Саладин, благородный герой ислама | страница 2
Нужно сразу сказать, что автора биографии Саладина нельзя заподозрить в симпатии к исламу. На многих страницах своей книги он называет мусульман «неверными», а самого Аллаха — «проклятым богом мусульман» (эти эпитеты удалены из русского издания книги). Так что его католические симпатии вполне очевидны.
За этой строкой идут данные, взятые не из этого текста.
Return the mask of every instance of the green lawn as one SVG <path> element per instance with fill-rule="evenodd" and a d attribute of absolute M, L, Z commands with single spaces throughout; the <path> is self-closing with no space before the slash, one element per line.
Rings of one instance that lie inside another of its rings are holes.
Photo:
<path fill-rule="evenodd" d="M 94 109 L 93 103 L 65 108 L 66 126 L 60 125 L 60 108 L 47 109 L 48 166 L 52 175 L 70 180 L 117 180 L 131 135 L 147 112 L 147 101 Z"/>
Но несмотря на неприятие ислама, он испытывает чувство досады за своих предков, средневековых католиков-христиан, поведение и образ жизни которых находились в вопиющем противоречии с христианским идеалом святости и всепрощения. Именно этот нерв досады и стыда превращает биографию жестокого завоевателя в утонченное психологическое наблюдение над духовным развитием человека в исламе. Впрочем, разве Шамдор первым почувствовал это духовное превосходство Саладина? Его книга начинается с эпиграфа из «Божественной комедии» Данте: «Поодаль я заметил Саладина…» (перев. М. Лозинского). Данте помещает жестокого убийцу крестоносцев не в тот страшный круг ада, где вместе с остальными смутьянами и бунтовщиками томится пророк Мухаммад, а в самый первый круг некрещеных младенцев, добродетельных нехристиан и безвинных античных мудрецов, которым не повезло родиться до Христа. Саладин существует в одной компании с Сократом, Платоном, Эвклидом, Птолемеем, Авиценной и Аверроэсом (хотя и находится несколько поодаль от них). Обитатели первого круга не знают страданий, но лишены надежды на светлую будущую жизнь:
(Ад, песнь IV, 25–42)
Вергилий, ведущий поэта по первому кругу Ада, сообщает ему, что все его обитатели безгрешны. В отношении Саладина такое заявление более чем удивительно. Христианский католический писатель, живущий на землях, недавно освобожденных от власти мусульман, заявляет о безгрешности самого успешного и жестокого мусульманского полководца и помещает его в один ряд с умершими младенцами и мудрецами древности. Для такого отношения нужно было иметь большие нравственные резоны. И предпочтения Данте становятся понятны нам при чтении книги А. Шамдора.